ComposedFunction’s call aggressively @inlines its contained functions’ calls, so with type stability, all of it is eliminated.
julia> @code_llvm identity(Val(1))
; Function Signature: identity(Base.Val{1})
; @ operators.jl:531 within `identity`
; Function Attrs: uwtable
define void @julia_identity_4722() #0 {
top:
ret void
}
julia> @code_llvm (foo2∘foo1)(Val(1))
; Function Signature: (::Base.ComposedFunction{typeof(Main.foo2), typeof(Main.foo1)})(Base.Val{1})
; @ operators.jl:1050 within `ComposedFunction`
; Function Attrs: uwtable
define void @julia_ComposedFunction_4719() #0 {
top:
ret void
}
But you don’t have type stability with a Val-inferred input for the call, so compiler optimizations get iffier. For identity, the compiler is able to recognize the sole method and inline the code, so there isn’t even anything really happening in the loop. The loop probably only exists because there’s a possibility of an undefined reference, and it’s only semantically correct to hit that error. A foo1 call alone gets ignored, so it performs the same.
When the foo2 call gets involved, the calls don’t get entirely ignored anymore and we get varying degrees of runtime dispatch (@ijl_apply_generic) and associated allocations (which can be 0 if inputs and outputs are already boxed). foo1’s runtime dispatch is apparent, but even foo2 may also need runtime dispatch if it’s not ignored and N is inferred as Any.

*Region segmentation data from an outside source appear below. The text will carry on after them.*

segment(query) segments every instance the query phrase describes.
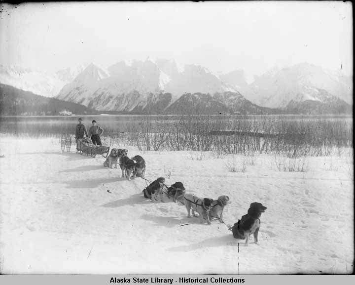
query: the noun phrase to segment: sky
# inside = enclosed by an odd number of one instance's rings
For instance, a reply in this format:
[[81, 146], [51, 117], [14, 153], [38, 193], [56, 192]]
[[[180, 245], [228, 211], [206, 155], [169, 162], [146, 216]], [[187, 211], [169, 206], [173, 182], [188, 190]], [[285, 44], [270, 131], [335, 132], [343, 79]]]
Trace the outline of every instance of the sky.
[[0, 3], [0, 64], [55, 71], [174, 59], [260, 75], [307, 62], [353, 74], [350, 2]]

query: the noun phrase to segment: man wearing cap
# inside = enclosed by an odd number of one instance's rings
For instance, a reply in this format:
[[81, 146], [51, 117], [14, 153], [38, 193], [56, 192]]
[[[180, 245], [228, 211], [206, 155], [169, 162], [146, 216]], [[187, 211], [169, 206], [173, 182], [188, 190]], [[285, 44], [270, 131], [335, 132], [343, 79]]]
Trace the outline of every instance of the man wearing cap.
[[86, 128], [84, 124], [81, 123], [82, 122], [82, 119], [79, 118], [78, 119], [79, 123], [76, 125], [75, 128], [75, 140], [76, 141], [76, 150], [79, 151], [80, 148], [78, 144], [77, 139], [79, 138], [83, 138], [84, 135], [85, 134], [86, 136], [88, 136], [87, 135], [87, 131]]
[[102, 145], [100, 136], [104, 133], [104, 130], [98, 125], [96, 125], [96, 121], [92, 121], [92, 125], [89, 129], [89, 137], [91, 137], [93, 143], [98, 146]]

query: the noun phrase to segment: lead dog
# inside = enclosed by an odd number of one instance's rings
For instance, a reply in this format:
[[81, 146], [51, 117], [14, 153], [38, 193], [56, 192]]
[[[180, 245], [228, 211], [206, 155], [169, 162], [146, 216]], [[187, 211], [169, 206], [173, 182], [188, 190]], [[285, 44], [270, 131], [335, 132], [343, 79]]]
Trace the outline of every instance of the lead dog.
[[136, 176], [144, 178], [145, 175], [145, 161], [141, 156], [135, 156], [132, 159], [137, 162], [135, 163], [135, 170], [133, 171], [133, 178]]
[[187, 194], [185, 195], [185, 206], [187, 211], [187, 217], [190, 218], [190, 210], [192, 209], [192, 215], [196, 217], [195, 211], [199, 213], [200, 221], [204, 222], [204, 219], [207, 221], [207, 223], [211, 225], [209, 214], [212, 206], [213, 200], [209, 198], [201, 199], [192, 194]]
[[131, 181], [131, 174], [135, 169], [134, 162], [127, 156], [122, 156], [120, 158], [120, 167], [122, 172], [122, 177], [125, 176]]
[[148, 198], [154, 203], [158, 202], [159, 199], [161, 200], [161, 194], [165, 183], [165, 179], [164, 177], [159, 177], [153, 181], [143, 189], [144, 198]]
[[223, 223], [223, 211], [224, 207], [228, 205], [229, 203], [229, 197], [228, 196], [226, 195], [219, 196], [216, 200], [214, 200], [212, 203], [212, 207], [209, 214], [210, 218], [216, 218], [221, 223]]
[[245, 244], [248, 244], [249, 236], [254, 235], [254, 241], [257, 244], [257, 236], [260, 226], [260, 217], [261, 213], [267, 209], [261, 203], [254, 202], [251, 203], [248, 211], [248, 214], [242, 217], [242, 219], [234, 224], [232, 228], [233, 237], [236, 239], [244, 240]]
[[113, 148], [111, 150], [109, 156], [106, 159], [104, 163], [104, 166], [110, 168], [112, 168], [112, 164], [114, 163], [115, 168], [117, 168], [117, 161], [118, 161], [118, 152], [117, 149]]

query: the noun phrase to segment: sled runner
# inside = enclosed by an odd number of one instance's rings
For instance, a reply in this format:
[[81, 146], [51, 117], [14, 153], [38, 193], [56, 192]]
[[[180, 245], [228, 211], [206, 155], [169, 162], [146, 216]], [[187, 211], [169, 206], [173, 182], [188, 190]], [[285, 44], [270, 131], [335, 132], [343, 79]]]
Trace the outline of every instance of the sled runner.
[[89, 138], [79, 138], [76, 140], [76, 152], [86, 154], [95, 157], [97, 155], [101, 155], [104, 158], [108, 156], [109, 147], [97, 146], [94, 145]]
[[[72, 141], [73, 140], [71, 139], [71, 136], [70, 134], [63, 133], [61, 139], [62, 152], [64, 152], [66, 150], [67, 152], [70, 152]], [[88, 156], [90, 155], [92, 157], [95, 157], [97, 155], [101, 155], [104, 158], [107, 158], [108, 156], [109, 147], [95, 145], [89, 138], [77, 139], [76, 140], [76, 142], [77, 153], [86, 154]]]

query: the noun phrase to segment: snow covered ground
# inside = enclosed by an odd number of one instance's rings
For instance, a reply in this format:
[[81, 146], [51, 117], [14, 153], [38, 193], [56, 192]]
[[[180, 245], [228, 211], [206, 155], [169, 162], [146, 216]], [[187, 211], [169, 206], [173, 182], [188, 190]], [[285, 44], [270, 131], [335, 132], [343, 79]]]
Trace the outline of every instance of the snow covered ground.
[[[114, 146], [121, 147], [124, 146]], [[349, 274], [354, 270], [354, 180], [349, 157], [307, 158], [306, 172], [275, 158], [141, 152], [146, 177], [232, 201], [232, 224], [252, 202], [268, 208], [259, 244], [223, 224], [199, 223], [183, 206], [144, 199], [144, 181], [120, 178], [104, 159], [62, 153], [58, 139], [0, 137], [0, 270], [4, 274]], [[169, 178], [169, 174], [170, 175]], [[107, 192], [109, 190], [111, 193]], [[185, 224], [191, 224], [180, 226]], [[239, 248], [239, 251], [238, 251]], [[238, 266], [239, 264], [239, 266]]]

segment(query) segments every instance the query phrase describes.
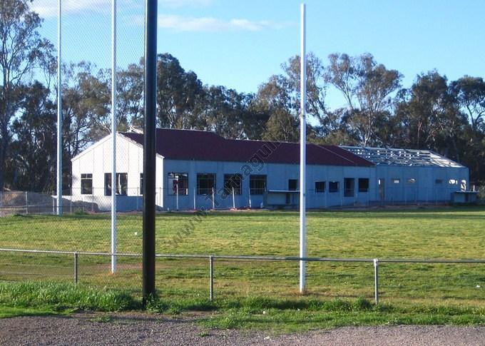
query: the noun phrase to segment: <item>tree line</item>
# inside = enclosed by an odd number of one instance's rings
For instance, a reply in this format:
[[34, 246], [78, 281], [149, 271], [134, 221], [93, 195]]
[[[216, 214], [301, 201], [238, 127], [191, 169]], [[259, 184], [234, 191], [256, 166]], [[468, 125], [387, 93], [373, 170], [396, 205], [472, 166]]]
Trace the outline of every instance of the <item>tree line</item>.
[[[0, 187], [51, 191], [55, 186], [57, 86], [56, 51], [39, 33], [42, 19], [29, 0], [0, 4]], [[118, 71], [118, 131], [143, 124], [143, 59]], [[65, 188], [70, 160], [111, 128], [111, 71], [88, 61], [62, 68]], [[204, 84], [170, 54], [157, 61], [157, 125], [215, 132], [226, 138], [299, 139], [300, 57], [256, 93]], [[336, 145], [430, 149], [485, 180], [485, 82], [448, 81], [436, 71], [403, 76], [369, 54], [308, 54], [308, 141]], [[327, 103], [338, 91], [342, 106]]]

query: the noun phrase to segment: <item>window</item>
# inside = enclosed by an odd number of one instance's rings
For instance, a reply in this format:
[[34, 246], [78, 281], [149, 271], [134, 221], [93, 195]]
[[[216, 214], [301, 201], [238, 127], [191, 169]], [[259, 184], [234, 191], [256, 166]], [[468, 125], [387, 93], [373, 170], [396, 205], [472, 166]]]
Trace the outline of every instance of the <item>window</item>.
[[325, 192], [325, 182], [315, 181], [315, 193], [321, 193]]
[[[126, 195], [128, 173], [116, 173], [116, 195]], [[111, 173], [104, 173], [104, 195], [111, 195]]]
[[[176, 195], [178, 189], [178, 195], [185, 195], [188, 194], [188, 173], [168, 173], [168, 194]], [[212, 190], [210, 191], [212, 193]]]
[[215, 188], [215, 174], [197, 174], [197, 194], [212, 195], [213, 189]]
[[240, 195], [242, 187], [242, 175], [240, 174], [224, 175], [224, 194], [229, 195], [233, 194], [234, 189], [235, 195]]
[[338, 181], [329, 181], [328, 183], [328, 192], [339, 192], [339, 182]]
[[369, 192], [369, 178], [359, 178], [359, 192]]
[[250, 175], [249, 189], [251, 195], [262, 195], [266, 191], [266, 175]]
[[93, 194], [93, 174], [83, 173], [81, 175], [81, 194]]
[[143, 173], [140, 173], [140, 195], [143, 194]]
[[344, 196], [354, 197], [354, 181], [353, 178], [345, 178], [344, 179]]
[[298, 190], [298, 180], [289, 179], [288, 180], [288, 190], [290, 191], [296, 191]]

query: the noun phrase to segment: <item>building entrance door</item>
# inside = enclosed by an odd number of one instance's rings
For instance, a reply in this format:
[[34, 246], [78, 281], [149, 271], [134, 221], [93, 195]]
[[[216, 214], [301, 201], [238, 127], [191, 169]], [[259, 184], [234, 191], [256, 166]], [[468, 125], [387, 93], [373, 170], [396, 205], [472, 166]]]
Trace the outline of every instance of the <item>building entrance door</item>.
[[383, 178], [379, 178], [377, 183], [379, 185], [379, 198], [380, 199], [381, 202], [384, 202], [386, 198], [384, 179]]

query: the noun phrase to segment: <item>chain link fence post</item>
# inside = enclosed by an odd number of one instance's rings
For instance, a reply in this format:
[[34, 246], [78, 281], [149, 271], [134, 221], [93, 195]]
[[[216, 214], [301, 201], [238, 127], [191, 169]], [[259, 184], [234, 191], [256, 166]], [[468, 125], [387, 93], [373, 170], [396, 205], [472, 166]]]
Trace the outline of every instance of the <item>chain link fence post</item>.
[[214, 256], [209, 256], [209, 300], [214, 300]]
[[374, 259], [374, 300], [379, 304], [379, 258]]
[[78, 265], [79, 265], [79, 254], [78, 253], [74, 253], [74, 284], [78, 284]]

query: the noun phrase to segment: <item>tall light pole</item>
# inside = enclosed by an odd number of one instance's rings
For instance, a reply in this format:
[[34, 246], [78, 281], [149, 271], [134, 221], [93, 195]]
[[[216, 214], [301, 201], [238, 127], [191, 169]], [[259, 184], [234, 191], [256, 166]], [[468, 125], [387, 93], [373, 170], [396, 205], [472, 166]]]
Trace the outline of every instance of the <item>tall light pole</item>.
[[58, 0], [58, 19], [57, 21], [57, 213], [62, 215], [62, 81], [61, 80], [61, 47], [62, 7]]
[[155, 116], [157, 108], [157, 0], [145, 9], [145, 131], [143, 135], [143, 303], [155, 294]]
[[[111, 172], [111, 253], [116, 253], [116, 0], [111, 9], [111, 136], [113, 169]], [[116, 272], [116, 256], [111, 255], [111, 273]]]
[[[306, 165], [307, 165], [307, 54], [305, 47], [306, 8], [301, 5], [301, 49], [300, 49], [300, 257], [307, 257], [306, 220]], [[305, 292], [305, 260], [300, 261], [300, 292]]]

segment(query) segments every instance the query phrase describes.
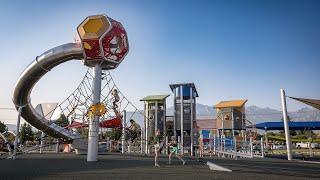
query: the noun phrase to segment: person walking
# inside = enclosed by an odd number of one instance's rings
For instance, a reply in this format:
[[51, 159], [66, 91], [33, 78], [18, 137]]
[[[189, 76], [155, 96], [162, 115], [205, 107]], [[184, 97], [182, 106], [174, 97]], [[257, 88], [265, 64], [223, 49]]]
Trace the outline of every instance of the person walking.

It’s possible that with such an additional way to construct parametric types Val{N} where N isa Int and a likely manual specification of such an element type, type inference improves and aggressive inlining can do away with runtime dispatches. However, that’s a fairly brittle situation (the real versions of foo1 and foo2 may not be small enough even with @inline), and arguably the 1000 N::Int instances here shouldn’t be stored in the type domain. Types tell code how to handle their instances, so making thousands of something to do the same thing really suggests 1 type with thousands of instances, and the other way around will have significant optimization difficulties. More specifically, Val instances are intended for limited static information that can take up no space (sizeof(eltype(a)) == 0), but the abstract element type forces a to store a pointer for each element, which saved no space (sizeof(Ptr) == sizeof(Int)) at the cost of type stability and data locality. Sometimes inhomogeneous type collections are unavoidable, but it may also be possible to convert your types to 1 shared type in an isolated type-unstable step to optimize a processing step that handles them all the same way.